Will update head comment.

What happens if you mark blahName as @inline?

@sjrd I guess we could teach the optimizer to check for existence of instances when doing isInstanceOf checks, which should fold the if branch. The question is how much impact this will have on invalidation.

Well here the thing the optimizer sees is if (XYZ == b). Collapsing that to false is hard.

What happens if you mark blahName as @inline?

Just gave it a try with @inline; it doesn't eliminate XYZ.

Well here the thing the optimizer sees is if (XYZ == b). Collapsing that to false is hard.

I don't know if this is a naive view but I imagine this optimisation could be implemented by something like:

• change usage analysis of case objects so that references (usages) are recorded in two distinct buckets: one for value inspection usage like case clauses, equality or reference comparison, instanceOf checking; and a bucket for everything else.
• DCE₁: remove objects without any references in usage-bucket-2.
• DCE₂: for all references in all removed objects' usage-bucket-1s, remove case clauses, collapse equality tests to constant false.
• Today's DCE runs and removes dead branches which now includes those introduced above.

Would that work? Is the reason you foresee this being hard due to logic (in that above is too naive) or in implementation?

Not really. What we want to get rid of is Obj == x (Scala's equality) for pattern matching. But == is not always reference equality. For example Nil == Vector.empty.

After a round of optimization, == simplifies to === (aka eq) when that's the actual implementation. But after the optimizer we only have one round of dce left, which is not enough to implement the rest of your "plan" (steps 2 and following). In particular what you call "DCE 2" actually needs a round of optimization, not dce.

Note to self: It seems like

• Ignoring _ === LoadModule(_) trees in reachability analysis and
• Folding the above to false if the module isn't instantiated

Will give us the optimization we'd want. But the second step comes too late (Emitter would be our earliest phase). We can optimize the expression, but we cannot eliminate code that is unused because of it, providing limited value.

(Yes, this is what sjrd has been saying all along)

I've had another (unsuccessful) pass at this.

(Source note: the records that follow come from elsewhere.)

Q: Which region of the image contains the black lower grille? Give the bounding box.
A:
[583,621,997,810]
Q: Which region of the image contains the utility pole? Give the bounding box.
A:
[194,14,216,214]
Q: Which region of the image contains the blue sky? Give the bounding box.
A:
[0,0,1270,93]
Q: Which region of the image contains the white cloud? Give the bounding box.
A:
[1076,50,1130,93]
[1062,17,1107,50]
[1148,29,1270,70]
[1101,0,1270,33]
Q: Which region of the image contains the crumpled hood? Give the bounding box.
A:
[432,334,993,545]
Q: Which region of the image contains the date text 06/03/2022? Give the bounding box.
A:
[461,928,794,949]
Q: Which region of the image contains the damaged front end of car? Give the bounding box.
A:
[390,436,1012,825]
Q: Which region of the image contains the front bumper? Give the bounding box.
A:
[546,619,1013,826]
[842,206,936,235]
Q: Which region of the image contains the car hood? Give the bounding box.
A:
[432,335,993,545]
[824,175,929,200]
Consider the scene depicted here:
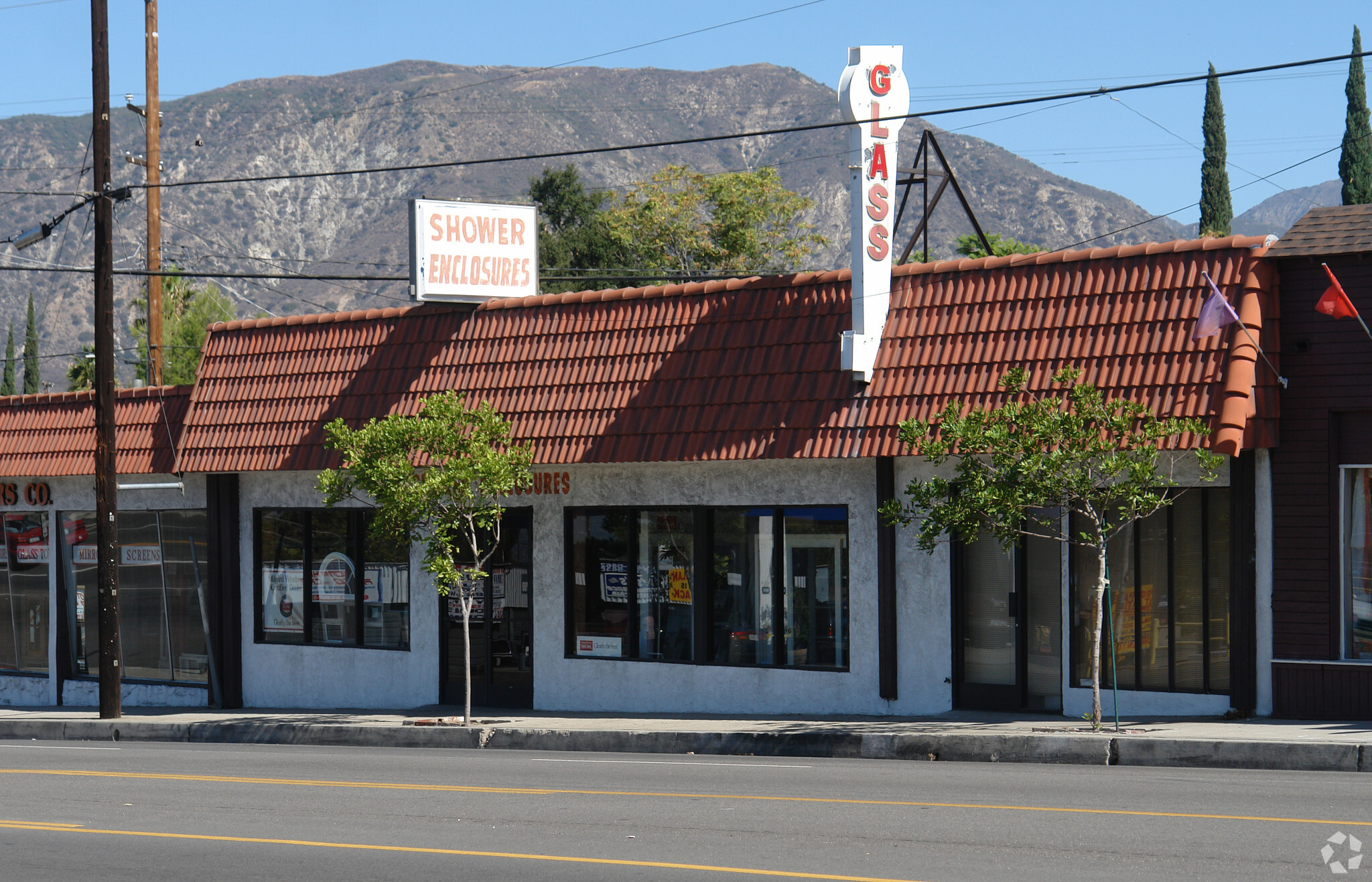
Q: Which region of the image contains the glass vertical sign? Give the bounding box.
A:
[410,199,538,303]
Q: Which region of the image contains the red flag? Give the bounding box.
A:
[1314,263,1359,318]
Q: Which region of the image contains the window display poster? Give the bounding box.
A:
[362,564,410,604]
[601,561,628,603]
[313,552,354,604]
[576,634,624,658]
[667,566,690,604]
[262,564,305,634]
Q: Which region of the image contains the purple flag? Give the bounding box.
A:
[1191,273,1239,340]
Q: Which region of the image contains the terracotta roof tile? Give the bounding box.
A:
[0,385,191,477]
[182,237,1276,470]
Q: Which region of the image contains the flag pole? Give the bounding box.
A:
[1235,316,1284,388]
[1198,270,1290,388]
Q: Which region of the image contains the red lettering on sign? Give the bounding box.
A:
[867,224,890,261]
[871,101,890,137]
[867,144,886,181]
[867,184,890,221]
[867,64,890,94]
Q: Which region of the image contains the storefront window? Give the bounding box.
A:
[638,509,695,661]
[1343,469,1372,658]
[1071,487,1229,693]
[0,511,50,672]
[62,509,210,683]
[254,509,410,649]
[567,507,849,668]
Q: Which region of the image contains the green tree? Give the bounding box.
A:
[318,391,534,726]
[882,368,1223,727]
[528,164,636,292]
[23,291,42,395]
[605,165,829,275]
[958,233,1047,258]
[67,343,94,392]
[1339,25,1372,206]
[131,267,237,385]
[1200,64,1233,236]
[0,320,15,395]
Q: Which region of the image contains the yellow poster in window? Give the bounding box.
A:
[667,566,690,604]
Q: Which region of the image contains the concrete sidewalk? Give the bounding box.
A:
[0,706,1372,772]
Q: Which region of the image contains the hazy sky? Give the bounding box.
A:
[0,0,1372,223]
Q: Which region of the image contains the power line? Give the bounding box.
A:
[0,0,67,12]
[1055,127,1369,251]
[200,0,825,144]
[145,52,1372,188]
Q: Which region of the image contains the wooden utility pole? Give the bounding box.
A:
[90,0,121,718]
[144,0,162,385]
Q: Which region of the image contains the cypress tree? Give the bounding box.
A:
[1200,64,1233,236]
[1339,25,1372,206]
[0,318,13,395]
[23,291,42,395]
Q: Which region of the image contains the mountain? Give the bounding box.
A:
[1182,180,1343,236]
[1233,180,1343,236]
[0,62,1181,389]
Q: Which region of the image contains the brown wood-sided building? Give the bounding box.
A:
[1259,206,1372,720]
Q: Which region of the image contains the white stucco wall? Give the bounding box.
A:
[1253,450,1272,716]
[889,457,953,714]
[238,472,439,708]
[0,674,56,708]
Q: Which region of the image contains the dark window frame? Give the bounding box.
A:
[563,503,852,674]
[1065,487,1233,696]
[253,505,414,653]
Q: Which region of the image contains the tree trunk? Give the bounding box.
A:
[1091,546,1106,729]
[458,586,475,726]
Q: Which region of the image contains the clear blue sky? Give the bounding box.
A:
[0,0,1372,223]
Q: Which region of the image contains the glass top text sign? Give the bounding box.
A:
[410,199,538,303]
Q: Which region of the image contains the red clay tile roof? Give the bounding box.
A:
[182,237,1276,472]
[0,385,191,477]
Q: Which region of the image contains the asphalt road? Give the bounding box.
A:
[0,741,1372,882]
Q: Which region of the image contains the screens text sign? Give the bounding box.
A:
[410,199,538,303]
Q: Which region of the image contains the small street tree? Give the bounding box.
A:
[956,233,1047,258]
[318,391,534,726]
[1199,64,1233,236]
[1339,25,1372,206]
[882,368,1223,727]
[605,165,827,274]
[131,266,237,385]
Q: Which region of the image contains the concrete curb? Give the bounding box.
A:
[0,720,1372,772]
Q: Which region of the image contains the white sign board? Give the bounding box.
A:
[410,199,538,303]
[838,46,910,383]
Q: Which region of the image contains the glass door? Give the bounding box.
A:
[953,526,1062,710]
[450,507,534,708]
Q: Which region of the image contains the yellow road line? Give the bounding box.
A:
[0,820,933,882]
[0,768,1372,827]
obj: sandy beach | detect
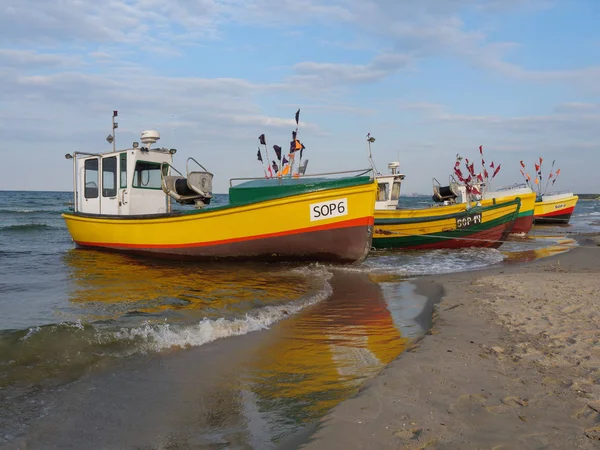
[301,236,600,450]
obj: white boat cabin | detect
[433,175,533,205]
[375,161,405,210]
[65,130,212,216]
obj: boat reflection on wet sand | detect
[502,235,577,264]
[8,251,406,448]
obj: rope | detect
[373,228,600,250]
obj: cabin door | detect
[100,155,119,215]
[77,158,100,214]
[118,152,129,215]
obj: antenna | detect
[106,111,119,152]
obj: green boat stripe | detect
[373,214,514,248]
[375,198,521,225]
[229,176,373,206]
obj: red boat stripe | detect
[76,216,375,248]
[536,206,575,217]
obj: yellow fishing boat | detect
[533,192,579,224]
[367,135,533,250]
[63,112,376,263]
[433,146,536,236]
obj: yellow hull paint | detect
[534,195,579,223]
[481,190,536,235]
[63,182,377,257]
[373,201,520,248]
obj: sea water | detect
[0,192,600,448]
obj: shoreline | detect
[296,233,600,450]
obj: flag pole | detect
[256,147,269,178]
[367,133,378,178]
[112,111,119,152]
[258,133,273,177]
[540,160,556,195]
[289,108,302,177]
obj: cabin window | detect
[102,156,117,197]
[83,158,98,198]
[377,183,388,202]
[133,161,168,189]
[120,153,127,189]
[391,181,400,200]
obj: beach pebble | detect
[584,426,600,441]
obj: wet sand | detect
[300,236,600,450]
[0,272,422,450]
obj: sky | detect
[0,0,600,194]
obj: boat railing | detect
[498,183,529,191]
[229,168,374,187]
[543,191,575,196]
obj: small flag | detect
[492,164,502,178]
[468,163,475,176]
[290,139,303,153]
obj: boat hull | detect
[481,190,536,235]
[63,182,376,263]
[373,199,521,250]
[533,195,579,225]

Sharing a negative result.

IIUC, as an approximation, the IR trees we are interested in are:

x.equals;Ljava.lang.Object;Z(y)

where x is a value of

• module class type,
• without an override of equals

My thought was to special case this in the Analyzer (in callMethod) to
extract the fact that we are checking module class identity.

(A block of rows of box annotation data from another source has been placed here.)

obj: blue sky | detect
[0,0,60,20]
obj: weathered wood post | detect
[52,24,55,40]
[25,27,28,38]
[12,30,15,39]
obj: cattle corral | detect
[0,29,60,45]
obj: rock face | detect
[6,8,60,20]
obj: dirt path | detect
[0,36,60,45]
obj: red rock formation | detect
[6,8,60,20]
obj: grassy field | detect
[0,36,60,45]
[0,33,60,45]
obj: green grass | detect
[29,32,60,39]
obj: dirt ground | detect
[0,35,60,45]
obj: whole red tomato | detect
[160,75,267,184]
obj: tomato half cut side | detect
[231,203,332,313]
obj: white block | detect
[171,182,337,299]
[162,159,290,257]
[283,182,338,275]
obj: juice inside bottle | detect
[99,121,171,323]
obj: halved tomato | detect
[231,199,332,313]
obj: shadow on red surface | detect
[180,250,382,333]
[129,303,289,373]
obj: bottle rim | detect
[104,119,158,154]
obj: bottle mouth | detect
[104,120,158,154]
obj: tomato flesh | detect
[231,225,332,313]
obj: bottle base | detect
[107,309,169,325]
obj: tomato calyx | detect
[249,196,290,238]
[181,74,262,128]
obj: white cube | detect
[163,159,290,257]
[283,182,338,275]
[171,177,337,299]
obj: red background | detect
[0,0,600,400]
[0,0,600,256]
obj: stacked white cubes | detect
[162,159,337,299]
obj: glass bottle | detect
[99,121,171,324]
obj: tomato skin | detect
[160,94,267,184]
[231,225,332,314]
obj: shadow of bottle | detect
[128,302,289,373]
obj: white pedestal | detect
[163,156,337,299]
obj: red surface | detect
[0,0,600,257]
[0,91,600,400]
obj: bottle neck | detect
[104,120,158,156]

This seems to be possible; however, it does not solve the problem:
we cannot trace back what x is in the analyzer phase, so we cannot
eliminate / flag the LoadModule call (which we assigned to x) as "readonly".

It seems like the only other option (short of adding another optimizer-like phase)
would be to investigate compiler support (compile to a linker friendlier tree).
But IIUC that would not work in terms of separate compilation guarantees we need to offer (a module class needs to be able to override equals without re-compilation of usage sites).